Since I have been a little one I have had this burning desire to know Him. I have given Him praise, and have tried the best I can, through what I know, to devote my life to Him. Even I know my best is lame but what more can I give than my best. It seems He knows it is lame cause since I have been a little guy He has yet to reveal himself to me. In every attempt to be close this last year it seems to have only pushed me further in the long run. My relationship with Him so far seems so horrible....actually I think it is(Though I know I'm wrong). I have as much as the next guy. My zeal for God has had me shouting His name in passionate affection and also saying F-U to him in the midst of feeling rejected by Him(cause it hurts being stood again and again.)
I chased after Jesus and got nothing to show for it except huge piles of pain, and rejection.
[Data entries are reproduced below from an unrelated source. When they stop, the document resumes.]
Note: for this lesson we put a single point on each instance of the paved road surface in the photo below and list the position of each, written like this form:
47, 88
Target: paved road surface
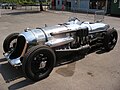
94, 72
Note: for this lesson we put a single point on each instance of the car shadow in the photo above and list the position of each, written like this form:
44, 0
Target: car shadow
10, 73
21, 12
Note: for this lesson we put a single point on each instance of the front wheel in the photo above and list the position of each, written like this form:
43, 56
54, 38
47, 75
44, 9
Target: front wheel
110, 39
38, 62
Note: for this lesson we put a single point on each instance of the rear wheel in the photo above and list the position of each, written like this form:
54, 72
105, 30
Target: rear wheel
110, 39
10, 42
38, 62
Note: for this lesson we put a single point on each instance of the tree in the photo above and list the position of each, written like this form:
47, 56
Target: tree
41, 7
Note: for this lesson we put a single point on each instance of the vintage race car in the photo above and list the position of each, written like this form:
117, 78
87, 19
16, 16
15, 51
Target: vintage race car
35, 49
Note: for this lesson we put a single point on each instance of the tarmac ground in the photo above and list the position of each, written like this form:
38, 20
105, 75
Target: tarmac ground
96, 71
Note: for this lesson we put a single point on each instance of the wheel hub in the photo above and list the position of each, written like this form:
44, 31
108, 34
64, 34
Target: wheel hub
42, 64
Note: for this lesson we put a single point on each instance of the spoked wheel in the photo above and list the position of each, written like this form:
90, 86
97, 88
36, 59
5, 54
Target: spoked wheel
110, 39
38, 62
10, 42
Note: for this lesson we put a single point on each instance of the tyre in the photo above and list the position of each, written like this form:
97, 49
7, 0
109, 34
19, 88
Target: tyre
38, 62
10, 42
110, 39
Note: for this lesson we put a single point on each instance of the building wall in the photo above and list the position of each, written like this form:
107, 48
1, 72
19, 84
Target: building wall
77, 5
115, 7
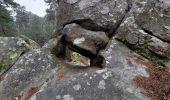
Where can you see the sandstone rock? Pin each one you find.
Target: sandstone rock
(84, 39)
(156, 18)
(11, 48)
(113, 82)
(100, 14)
(27, 75)
(141, 39)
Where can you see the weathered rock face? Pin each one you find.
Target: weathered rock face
(85, 39)
(27, 75)
(113, 82)
(155, 18)
(11, 48)
(142, 30)
(92, 14)
(135, 61)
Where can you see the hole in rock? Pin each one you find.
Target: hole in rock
(76, 59)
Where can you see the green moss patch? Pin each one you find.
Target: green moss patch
(142, 50)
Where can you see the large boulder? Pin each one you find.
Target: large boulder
(115, 81)
(91, 14)
(142, 31)
(11, 48)
(83, 39)
(155, 18)
(27, 75)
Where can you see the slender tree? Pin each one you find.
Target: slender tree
(6, 20)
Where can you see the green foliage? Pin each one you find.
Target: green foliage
(37, 28)
(2, 66)
(75, 57)
(6, 20)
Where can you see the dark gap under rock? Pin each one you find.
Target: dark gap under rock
(151, 33)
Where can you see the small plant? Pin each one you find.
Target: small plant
(2, 66)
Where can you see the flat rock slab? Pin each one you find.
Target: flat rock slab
(11, 48)
(27, 74)
(103, 13)
(113, 82)
(90, 41)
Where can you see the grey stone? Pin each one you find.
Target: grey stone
(102, 13)
(115, 82)
(11, 48)
(27, 75)
(90, 41)
(156, 18)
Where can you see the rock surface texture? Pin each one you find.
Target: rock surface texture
(127, 42)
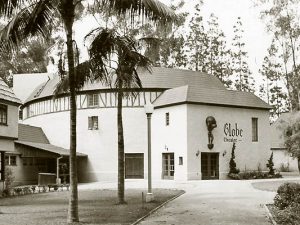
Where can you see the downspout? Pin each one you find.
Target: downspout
(57, 170)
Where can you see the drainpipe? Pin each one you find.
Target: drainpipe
(57, 170)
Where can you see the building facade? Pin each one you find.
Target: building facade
(183, 100)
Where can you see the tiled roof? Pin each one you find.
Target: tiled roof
(32, 134)
(206, 95)
(277, 139)
(163, 78)
(7, 94)
(49, 148)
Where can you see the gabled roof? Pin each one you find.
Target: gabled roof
(160, 78)
(206, 95)
(35, 137)
(7, 94)
(49, 148)
(32, 134)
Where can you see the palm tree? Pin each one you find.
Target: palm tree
(34, 19)
(108, 44)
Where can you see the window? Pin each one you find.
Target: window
(3, 114)
(10, 160)
(93, 100)
(254, 129)
(2, 168)
(180, 160)
(167, 119)
(93, 122)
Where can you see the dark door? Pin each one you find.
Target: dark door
(168, 166)
(134, 165)
(209, 166)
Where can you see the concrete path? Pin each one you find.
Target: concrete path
(218, 202)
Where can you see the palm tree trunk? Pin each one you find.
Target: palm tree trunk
(68, 17)
(121, 155)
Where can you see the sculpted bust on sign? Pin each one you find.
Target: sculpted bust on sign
(211, 123)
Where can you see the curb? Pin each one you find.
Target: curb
(270, 215)
(157, 208)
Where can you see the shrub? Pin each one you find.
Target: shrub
(287, 194)
(290, 215)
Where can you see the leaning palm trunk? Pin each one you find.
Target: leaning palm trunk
(68, 18)
(121, 155)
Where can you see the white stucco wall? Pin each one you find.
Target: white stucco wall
(249, 155)
(11, 129)
(100, 145)
(170, 139)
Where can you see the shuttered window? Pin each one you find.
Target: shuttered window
(254, 129)
(93, 122)
(3, 114)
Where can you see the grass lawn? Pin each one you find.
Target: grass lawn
(271, 185)
(95, 207)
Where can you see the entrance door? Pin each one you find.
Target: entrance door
(210, 166)
(134, 165)
(168, 166)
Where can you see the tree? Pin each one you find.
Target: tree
(291, 134)
(274, 81)
(218, 63)
(282, 21)
(197, 43)
(240, 68)
(109, 44)
(34, 18)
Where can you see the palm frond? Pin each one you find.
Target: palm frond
(151, 9)
(29, 21)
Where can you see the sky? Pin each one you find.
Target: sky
(255, 35)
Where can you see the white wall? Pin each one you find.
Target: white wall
(249, 155)
(170, 139)
(100, 145)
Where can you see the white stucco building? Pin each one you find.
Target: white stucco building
(183, 100)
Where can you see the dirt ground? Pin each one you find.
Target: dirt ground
(272, 185)
(95, 207)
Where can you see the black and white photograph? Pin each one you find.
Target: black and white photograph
(150, 112)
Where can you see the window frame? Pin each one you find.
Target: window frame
(254, 125)
(93, 100)
(167, 118)
(93, 123)
(3, 118)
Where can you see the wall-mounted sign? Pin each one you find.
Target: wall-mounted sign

Just like someone that doesn't believe and chases after the things of this world. I feel empty, I feel blind, and lost.
So right now people's advice is this. Just live. People that love me say it in a variety of ways but the gist of it is..... Just... live...
I still know He is good and He Loves me, but what if I can't hold on any longer?
The Chipped Heart
4 years ago
2 comments:
All I can say is, God knows us better than we know ourselves (after all, He made us). So He knows how much we can take, if we can or can't hold on any longer, better than we know. So, just live is good, choose life,choose love. God is life, and love unlike any human comparison. Maybe there is more about God and who he is than we know...I'm sure there is. When everything is taken away and only God remains and we give up, then God in the center can work.
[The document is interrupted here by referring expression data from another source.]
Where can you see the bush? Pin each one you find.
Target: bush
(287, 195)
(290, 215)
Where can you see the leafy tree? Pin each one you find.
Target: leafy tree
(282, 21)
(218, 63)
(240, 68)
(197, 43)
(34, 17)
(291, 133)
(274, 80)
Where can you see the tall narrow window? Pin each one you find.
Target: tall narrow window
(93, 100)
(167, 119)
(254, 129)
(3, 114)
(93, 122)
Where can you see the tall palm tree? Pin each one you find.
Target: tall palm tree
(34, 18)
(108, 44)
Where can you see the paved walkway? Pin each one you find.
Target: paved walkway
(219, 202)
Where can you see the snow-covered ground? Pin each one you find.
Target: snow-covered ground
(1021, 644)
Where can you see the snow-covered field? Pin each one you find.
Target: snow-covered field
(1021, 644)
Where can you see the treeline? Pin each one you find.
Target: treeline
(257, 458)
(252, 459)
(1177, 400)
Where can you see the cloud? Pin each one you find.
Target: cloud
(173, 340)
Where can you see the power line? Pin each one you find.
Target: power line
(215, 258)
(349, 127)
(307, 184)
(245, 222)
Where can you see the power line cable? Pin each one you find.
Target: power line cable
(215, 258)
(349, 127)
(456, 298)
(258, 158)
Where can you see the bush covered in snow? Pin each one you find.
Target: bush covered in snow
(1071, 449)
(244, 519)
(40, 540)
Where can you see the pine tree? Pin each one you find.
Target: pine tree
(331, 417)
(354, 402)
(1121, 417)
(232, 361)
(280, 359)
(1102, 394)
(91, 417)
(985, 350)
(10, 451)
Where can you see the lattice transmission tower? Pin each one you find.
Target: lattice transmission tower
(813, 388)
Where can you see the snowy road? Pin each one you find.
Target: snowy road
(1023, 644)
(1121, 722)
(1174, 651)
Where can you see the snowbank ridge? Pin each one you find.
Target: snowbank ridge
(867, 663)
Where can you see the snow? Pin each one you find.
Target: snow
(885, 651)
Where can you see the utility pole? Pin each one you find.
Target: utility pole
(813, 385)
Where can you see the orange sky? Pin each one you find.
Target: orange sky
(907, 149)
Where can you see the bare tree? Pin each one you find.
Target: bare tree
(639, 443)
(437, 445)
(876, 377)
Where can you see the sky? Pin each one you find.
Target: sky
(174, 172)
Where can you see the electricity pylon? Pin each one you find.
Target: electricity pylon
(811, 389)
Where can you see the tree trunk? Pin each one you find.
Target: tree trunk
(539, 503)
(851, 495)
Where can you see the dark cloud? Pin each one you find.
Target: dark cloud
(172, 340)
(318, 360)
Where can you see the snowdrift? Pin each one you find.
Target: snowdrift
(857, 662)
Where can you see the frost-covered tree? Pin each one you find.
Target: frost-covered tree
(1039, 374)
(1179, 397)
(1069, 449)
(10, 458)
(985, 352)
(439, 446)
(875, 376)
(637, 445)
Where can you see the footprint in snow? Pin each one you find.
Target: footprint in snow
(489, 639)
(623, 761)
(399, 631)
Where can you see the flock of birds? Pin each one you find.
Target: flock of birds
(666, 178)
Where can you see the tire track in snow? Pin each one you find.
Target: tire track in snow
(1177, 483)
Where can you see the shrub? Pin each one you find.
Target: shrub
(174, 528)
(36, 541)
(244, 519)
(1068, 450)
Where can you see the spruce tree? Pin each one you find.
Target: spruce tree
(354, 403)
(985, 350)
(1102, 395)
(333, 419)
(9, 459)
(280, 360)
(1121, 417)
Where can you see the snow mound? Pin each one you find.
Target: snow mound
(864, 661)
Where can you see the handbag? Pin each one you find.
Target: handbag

Just live is good advice ... though not likely possible as there is a reason for your conflictedness. Though not naive enough to believe my simple thought would cure such a complexity, I do have one suggestion: Identify the internal conflict centering on knowing him. There is a REASON you are not finding Him, and it's not that you are bad, and it's not that He is hiding from you. Some part of you is conflicted about knowing Him. One part of you knows something about Him, that another part of you "cannot" know for some reason. Your challenge is to identify the conflicted knowledge about Him (his goodness, faithfulness, mercy ... things difficult for you to FULLY receive)then discover the heart of the conflict. Then pray (maybe with someone) to find resolution. Sounds as though even one conflict may take several attempts at resolution, but I truly believe this sounds like an issue solveable by resolution of internal conflicts. Sounds like psycho garbage, I know, but if it's not you, and it's not Him, then it IS something you think you know about Him or YOU or both of you that another part of you does NOT know. Solution for devidedness=resolution of internal conflict and the split between your good/bad parts.